# 🐧 The Evolution of Puffin's Population Regarding Climate Change

Welcome to the main Jupyter Notebook of our _Python project for Data Science_ ! 
Studying at the engineering school ENSAE, Institut Polytechnique de Paris, this project is part of the 2nd year course, under the supervision of Lino Galiana (Insee) and Romain Avouac (Insee). 

We share a passion for a clumsy but reaaaally cute seabird that is very common in Iceland : **the Atlantic puffin**. Unluckily, its demographic trend is downward. Well, it's not all by chance. Various high-qualited scientific studies have been carried out over the years to demonstrate the challenges facing this seabird species. Its biggest enemy to date is **climate change**, which is affecting its feeding (fish), reproduction and nesting. 

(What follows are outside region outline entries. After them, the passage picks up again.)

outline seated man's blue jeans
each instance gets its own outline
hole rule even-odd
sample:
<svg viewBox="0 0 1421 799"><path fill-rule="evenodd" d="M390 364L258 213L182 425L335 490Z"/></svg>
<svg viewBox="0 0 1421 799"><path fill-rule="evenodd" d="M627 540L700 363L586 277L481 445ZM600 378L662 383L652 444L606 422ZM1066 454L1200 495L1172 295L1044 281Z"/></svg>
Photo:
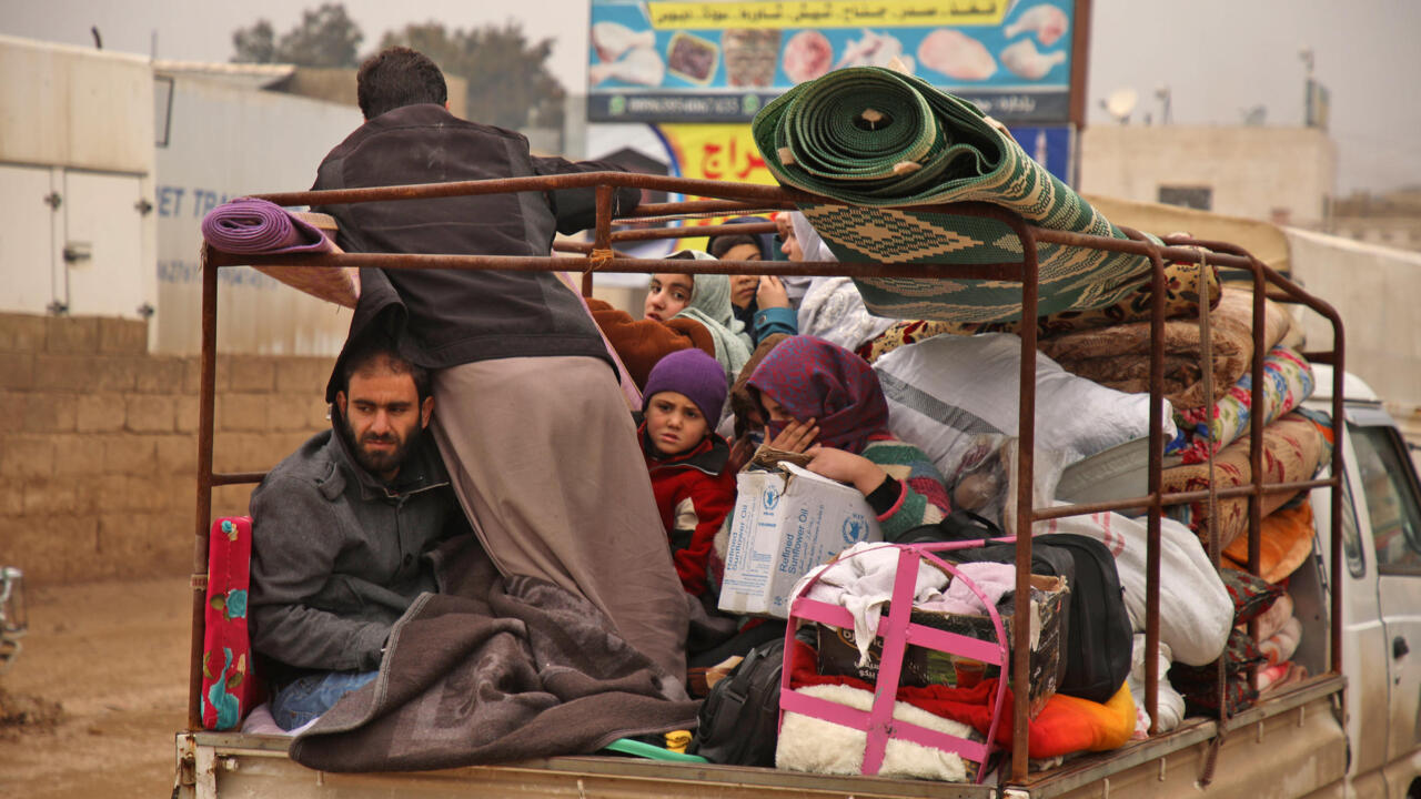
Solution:
<svg viewBox="0 0 1421 799"><path fill-rule="evenodd" d="M281 729L296 729L331 709L337 699L369 682L378 671L307 674L271 697L271 718Z"/></svg>

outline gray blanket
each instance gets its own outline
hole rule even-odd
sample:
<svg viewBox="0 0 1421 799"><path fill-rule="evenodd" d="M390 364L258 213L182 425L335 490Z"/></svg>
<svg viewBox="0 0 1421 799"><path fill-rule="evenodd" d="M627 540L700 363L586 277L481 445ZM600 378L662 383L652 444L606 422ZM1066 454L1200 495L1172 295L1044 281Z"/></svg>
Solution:
<svg viewBox="0 0 1421 799"><path fill-rule="evenodd" d="M300 735L294 761L333 772L442 769L695 728L699 702L662 698L665 675L591 603L541 580L504 580L476 543L446 552L445 593L415 600L379 677Z"/></svg>

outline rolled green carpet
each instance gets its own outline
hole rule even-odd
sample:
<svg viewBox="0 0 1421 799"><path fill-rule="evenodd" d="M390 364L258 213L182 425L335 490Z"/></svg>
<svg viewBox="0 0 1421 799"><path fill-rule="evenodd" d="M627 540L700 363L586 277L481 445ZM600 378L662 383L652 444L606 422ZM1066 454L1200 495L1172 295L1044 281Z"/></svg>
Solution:
<svg viewBox="0 0 1421 799"><path fill-rule="evenodd" d="M919 78L851 67L803 82L755 117L755 142L786 186L853 203L800 210L841 262L1019 263L1022 242L1000 222L904 206L988 202L1026 222L1125 239L1032 161L976 105ZM1090 310L1150 279L1142 256L1042 243L1039 314ZM1020 318L1020 283L854 279L868 310L891 318L990 323Z"/></svg>

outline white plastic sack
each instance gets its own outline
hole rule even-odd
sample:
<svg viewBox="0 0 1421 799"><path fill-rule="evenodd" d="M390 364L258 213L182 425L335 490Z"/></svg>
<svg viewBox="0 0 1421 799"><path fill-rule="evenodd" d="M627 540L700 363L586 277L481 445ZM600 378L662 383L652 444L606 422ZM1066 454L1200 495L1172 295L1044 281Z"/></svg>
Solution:
<svg viewBox="0 0 1421 799"><path fill-rule="evenodd" d="M915 444L949 481L980 436L1015 438L1022 340L1012 333L935 336L874 363L888 398L888 428ZM1174 412L1164 409L1165 441ZM1124 394L1036 354L1036 452L1061 466L1150 435L1150 395Z"/></svg>
<svg viewBox="0 0 1421 799"><path fill-rule="evenodd" d="M1169 645L1160 641L1160 690L1155 698L1158 699L1158 731L1169 732L1175 726L1179 726L1179 721L1184 719L1184 697L1174 690L1169 684ZM1134 738L1142 739L1150 736L1150 709L1145 708L1145 634L1137 633L1134 638L1134 650L1130 654L1130 677L1125 684L1130 685L1130 695L1135 698L1135 734Z"/></svg>
<svg viewBox="0 0 1421 799"><path fill-rule="evenodd" d="M1135 633L1145 628L1144 519L1091 513L1037 522L1036 535L1080 533L1100 540L1115 556L1125 610ZM1160 641L1187 665L1214 663L1229 640L1233 601L1204 553L1199 537L1174 519L1160 520Z"/></svg>

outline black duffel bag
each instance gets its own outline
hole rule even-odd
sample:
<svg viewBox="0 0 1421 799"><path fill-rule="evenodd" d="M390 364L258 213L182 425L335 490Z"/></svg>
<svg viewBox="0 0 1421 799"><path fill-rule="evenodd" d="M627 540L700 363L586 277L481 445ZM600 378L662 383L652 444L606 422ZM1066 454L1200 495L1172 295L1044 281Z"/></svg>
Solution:
<svg viewBox="0 0 1421 799"><path fill-rule="evenodd" d="M688 752L712 763L774 766L784 637L745 655L706 695Z"/></svg>

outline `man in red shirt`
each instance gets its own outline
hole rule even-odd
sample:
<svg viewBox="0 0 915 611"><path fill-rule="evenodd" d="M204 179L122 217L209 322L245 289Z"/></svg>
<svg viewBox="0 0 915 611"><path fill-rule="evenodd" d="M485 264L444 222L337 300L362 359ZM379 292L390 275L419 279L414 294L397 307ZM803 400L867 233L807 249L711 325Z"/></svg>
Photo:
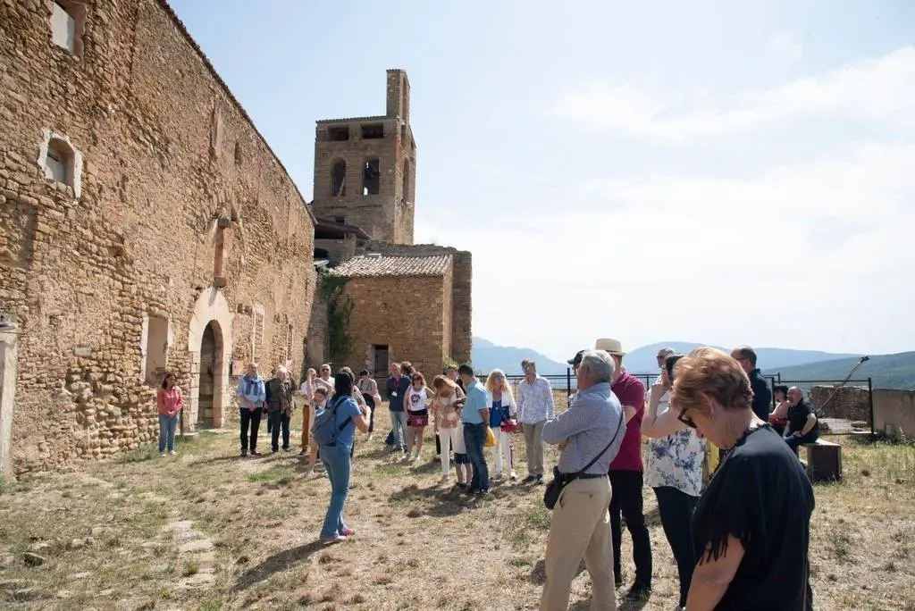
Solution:
<svg viewBox="0 0 915 611"><path fill-rule="evenodd" d="M635 562L635 580L626 594L628 599L643 599L651 591L651 540L645 525L641 488L641 419L645 415L645 385L622 369L622 345L618 339L598 339L596 348L607 350L616 363L615 380L610 386L613 394L623 406L626 414L626 435L616 458L610 463L610 534L613 539L613 576L615 585L622 585L622 567L619 558L622 543L620 514L632 535L632 560Z"/></svg>

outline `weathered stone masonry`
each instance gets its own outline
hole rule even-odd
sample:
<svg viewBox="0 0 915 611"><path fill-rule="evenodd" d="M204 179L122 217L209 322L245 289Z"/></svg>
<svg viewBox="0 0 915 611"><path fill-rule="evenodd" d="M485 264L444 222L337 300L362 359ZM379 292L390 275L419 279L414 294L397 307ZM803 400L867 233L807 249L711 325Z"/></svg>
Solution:
<svg viewBox="0 0 915 611"><path fill-rule="evenodd" d="M313 219L164 0L0 2L0 219L6 475L155 440L166 368L186 431L233 359L297 372Z"/></svg>

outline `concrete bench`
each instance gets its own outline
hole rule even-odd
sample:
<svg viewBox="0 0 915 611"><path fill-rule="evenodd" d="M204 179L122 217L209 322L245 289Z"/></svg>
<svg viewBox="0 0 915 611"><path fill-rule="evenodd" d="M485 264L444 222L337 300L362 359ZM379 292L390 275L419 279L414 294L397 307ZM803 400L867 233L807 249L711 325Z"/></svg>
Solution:
<svg viewBox="0 0 915 611"><path fill-rule="evenodd" d="M807 477L812 482L842 479L842 446L824 439L802 444L807 449Z"/></svg>

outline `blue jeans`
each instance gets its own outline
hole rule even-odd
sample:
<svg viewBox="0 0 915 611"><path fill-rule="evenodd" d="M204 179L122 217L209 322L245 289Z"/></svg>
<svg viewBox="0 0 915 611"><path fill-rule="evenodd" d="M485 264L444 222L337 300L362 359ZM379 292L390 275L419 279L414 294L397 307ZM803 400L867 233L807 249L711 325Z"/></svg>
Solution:
<svg viewBox="0 0 915 611"><path fill-rule="evenodd" d="M490 469L486 466L486 455L483 453L486 428L484 423L479 424L464 423L464 445L467 446L467 456L470 458L470 464L473 465L471 490L490 489Z"/></svg>
<svg viewBox="0 0 915 611"><path fill-rule="evenodd" d="M394 433L394 447L406 452L406 412L391 411L391 429Z"/></svg>
<svg viewBox="0 0 915 611"><path fill-rule="evenodd" d="M179 417L180 413L176 413L174 416L159 414L159 454L166 451L167 445L169 452L175 449L175 429L178 428Z"/></svg>
<svg viewBox="0 0 915 611"><path fill-rule="evenodd" d="M330 505L324 517L321 537L342 535L346 531L343 506L350 494L350 447L341 445L321 445L319 454L330 479Z"/></svg>

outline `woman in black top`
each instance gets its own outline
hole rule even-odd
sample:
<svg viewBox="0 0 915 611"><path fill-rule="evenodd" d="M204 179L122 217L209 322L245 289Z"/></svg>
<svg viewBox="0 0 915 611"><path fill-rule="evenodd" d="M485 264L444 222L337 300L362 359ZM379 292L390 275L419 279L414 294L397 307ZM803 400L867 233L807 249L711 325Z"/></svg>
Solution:
<svg viewBox="0 0 915 611"><path fill-rule="evenodd" d="M807 548L813 489L752 402L747 374L724 352L700 348L677 362L673 409L728 450L693 516L691 610L813 609Z"/></svg>

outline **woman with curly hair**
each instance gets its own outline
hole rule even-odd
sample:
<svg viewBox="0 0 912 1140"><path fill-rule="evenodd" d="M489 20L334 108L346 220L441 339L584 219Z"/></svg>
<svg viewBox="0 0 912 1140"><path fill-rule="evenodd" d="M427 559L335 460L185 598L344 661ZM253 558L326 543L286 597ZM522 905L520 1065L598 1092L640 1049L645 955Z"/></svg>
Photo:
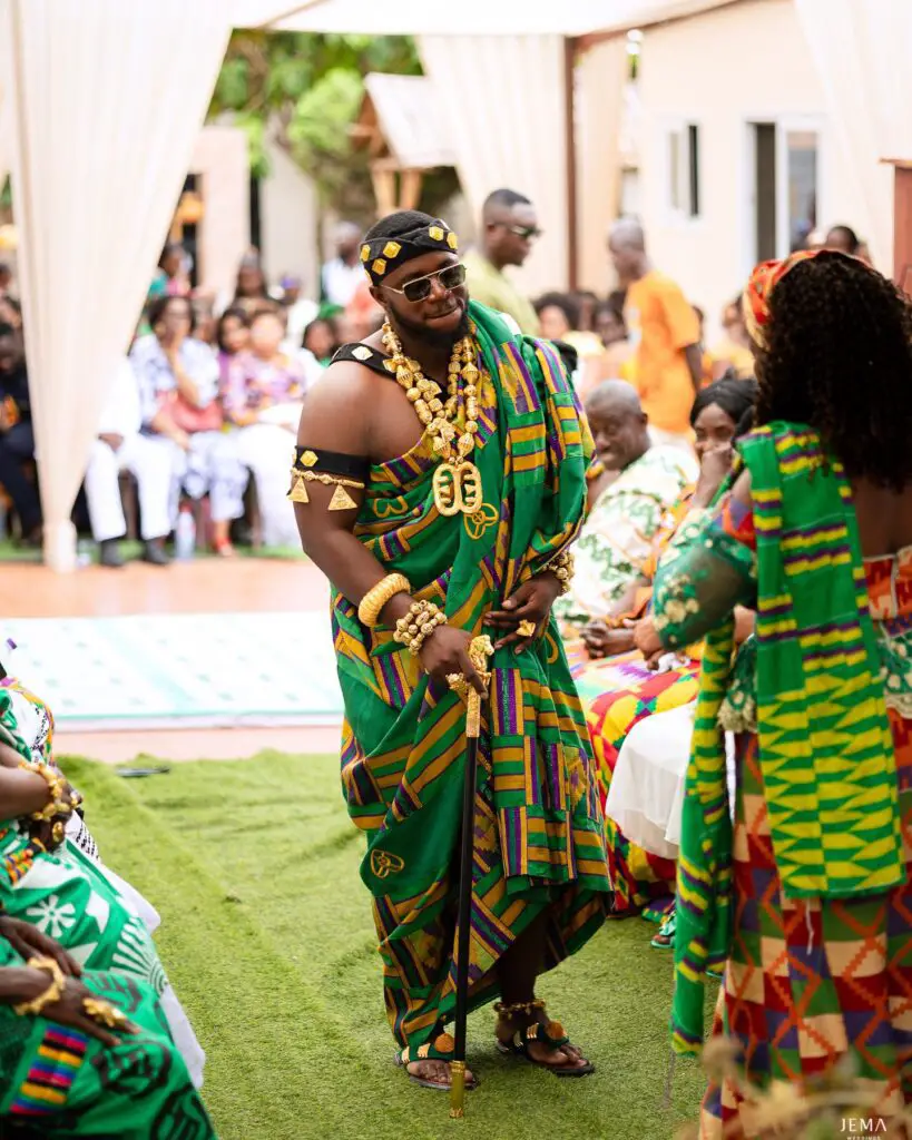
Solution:
<svg viewBox="0 0 912 1140"><path fill-rule="evenodd" d="M744 299L757 427L714 512L660 567L656 626L706 636L678 863L673 1026L746 1077L853 1052L888 1119L912 1101L912 310L857 258L758 267ZM757 634L733 654L736 605ZM723 730L736 734L734 822ZM754 1135L710 1084L701 1135Z"/></svg>

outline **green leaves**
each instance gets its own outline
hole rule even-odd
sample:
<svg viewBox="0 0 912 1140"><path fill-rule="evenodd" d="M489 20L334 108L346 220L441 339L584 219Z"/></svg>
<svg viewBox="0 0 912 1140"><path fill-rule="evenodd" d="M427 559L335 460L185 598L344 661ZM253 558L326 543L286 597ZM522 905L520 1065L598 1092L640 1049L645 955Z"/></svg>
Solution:
<svg viewBox="0 0 912 1140"><path fill-rule="evenodd" d="M350 128L372 71L420 75L414 41L406 36L314 35L238 31L231 36L210 119L226 112L247 132L251 170L268 174L267 124L278 127L296 162L324 201L353 215L370 213L367 157L351 146Z"/></svg>

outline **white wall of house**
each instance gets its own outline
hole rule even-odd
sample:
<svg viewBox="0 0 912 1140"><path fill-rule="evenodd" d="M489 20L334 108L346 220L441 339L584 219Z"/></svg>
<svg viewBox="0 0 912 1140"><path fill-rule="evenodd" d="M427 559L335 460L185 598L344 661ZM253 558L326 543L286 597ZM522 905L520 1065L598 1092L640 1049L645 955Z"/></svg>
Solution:
<svg viewBox="0 0 912 1140"><path fill-rule="evenodd" d="M804 164L807 178L811 156L792 152L790 187L788 146L791 142L800 150L815 135L816 225L825 229L846 222L865 237L861 197L828 130L824 92L792 0L750 0L646 30L638 87L638 194L649 251L657 268L706 309L710 343L718 334L723 306L741 290L756 261L757 133L752 124L775 124L776 255L788 252L789 213L800 213L801 199L807 198L801 194L799 168ZM690 215L690 127L697 128L699 137L695 217ZM682 140L677 207L671 189L673 132L679 132ZM768 192L765 201L768 206ZM883 268L889 271L889 266Z"/></svg>
<svg viewBox="0 0 912 1140"><path fill-rule="evenodd" d="M304 295L319 296L319 205L314 182L276 142L267 144L270 173L260 182L261 253L269 280L303 279Z"/></svg>

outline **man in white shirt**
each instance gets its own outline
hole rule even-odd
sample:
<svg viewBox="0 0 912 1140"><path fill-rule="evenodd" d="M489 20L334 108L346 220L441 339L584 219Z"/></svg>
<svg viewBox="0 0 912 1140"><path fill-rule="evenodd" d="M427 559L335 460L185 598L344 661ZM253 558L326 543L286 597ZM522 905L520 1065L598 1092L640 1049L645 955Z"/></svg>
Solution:
<svg viewBox="0 0 912 1140"><path fill-rule="evenodd" d="M129 471L139 489L144 561L158 567L171 561L164 549L164 539L172 529L173 449L160 447L156 440L140 435L141 423L139 385L124 357L117 367L85 472L89 520L103 567L123 565L117 543L127 531L117 483L121 471Z"/></svg>
<svg viewBox="0 0 912 1140"><path fill-rule="evenodd" d="M355 290L364 280L360 247L360 228L351 221L340 222L335 231L336 256L326 262L320 276L323 300L337 304L340 309L348 307Z"/></svg>

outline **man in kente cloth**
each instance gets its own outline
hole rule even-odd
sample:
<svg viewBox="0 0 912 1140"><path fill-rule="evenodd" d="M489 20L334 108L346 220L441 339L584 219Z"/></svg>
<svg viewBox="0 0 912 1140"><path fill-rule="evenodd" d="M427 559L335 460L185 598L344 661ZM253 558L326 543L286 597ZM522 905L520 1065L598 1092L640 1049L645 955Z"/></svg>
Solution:
<svg viewBox="0 0 912 1140"><path fill-rule="evenodd" d="M536 980L601 926L609 891L586 722L551 608L586 499L592 442L560 357L469 301L456 235L406 211L365 237L386 314L308 394L290 497L333 584L345 701L342 784L367 833L398 1060L446 1089L453 1039L469 657L496 641L479 746L470 1007L557 1076L593 1065ZM474 1077L466 1075L467 1086Z"/></svg>

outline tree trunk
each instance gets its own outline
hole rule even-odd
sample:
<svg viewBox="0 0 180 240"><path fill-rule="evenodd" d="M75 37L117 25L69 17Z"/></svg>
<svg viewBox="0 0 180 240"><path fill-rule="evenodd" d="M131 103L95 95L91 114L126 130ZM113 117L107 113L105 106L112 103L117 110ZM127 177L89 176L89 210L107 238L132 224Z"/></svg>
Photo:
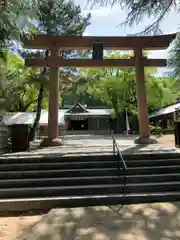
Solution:
<svg viewBox="0 0 180 240"><path fill-rule="evenodd" d="M38 99L37 99L36 118L34 120L34 123L31 127L31 129L30 129L29 141L33 141L34 138L35 138L37 127L39 125L39 120L40 120L40 117L41 117L43 97L44 97L44 85L43 85L43 83L41 83L40 88L39 88Z"/></svg>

With this notebook, we set out to (re)demonstrate the causal link between global warming and the decline in the Atlantic puffin population. **The aim at the end of this page is to establish medium-term predictions for the evolution of this species, taking into account the different climate scenarios envisaged. Graphical visualization tools will support our modeling results.** 

Are you ready to see the disastrous consequences of climate change on such adorable birds? Let's get started! 
🐧🐧🐧🐧🐧🐧

## 💻 0. Setting up the work environment 

- data access through the cloud MinIO Client (files are in the folder 'diffusion')
- required packages 
- organizated environment 

In [19]:
import pandas as pd
import s3fs
import os
import xarray as xr

# Geographical vizualisation packages
import geopandas as gpd
import matplotlib.pyplot as plt
from shapely.geometry import Polygon, LineString, Point
import matplotlib
import contextily as ctx
import folium
from folium import LayerControl
from IPython.display import display
import webbrowser

# Creation of two folders to centralize data and results
data_dir = "./data"  
os.makedirs(data_dir, exist_ok=True) 
results_dir = "./results"
os.makedirs(results_dir, exist_ok=True)


# Access information to the cloud MinIO Client (Eve's bucket)
fs = s3fs.S3FileSystem(client_kwargs={"endpoint_url": "https://minio.lab.sspcloud.fr"})
MY_BUCKET = "esam"

## 🗺️ xx : Map visualization of Atlantic puffin distribution worldwide 

The Atlantic puffin is a migratory bird of the North Atlantic and Arctic polar zones. BirdLife International's data enable us to visualize the presence of these birds across the globe. 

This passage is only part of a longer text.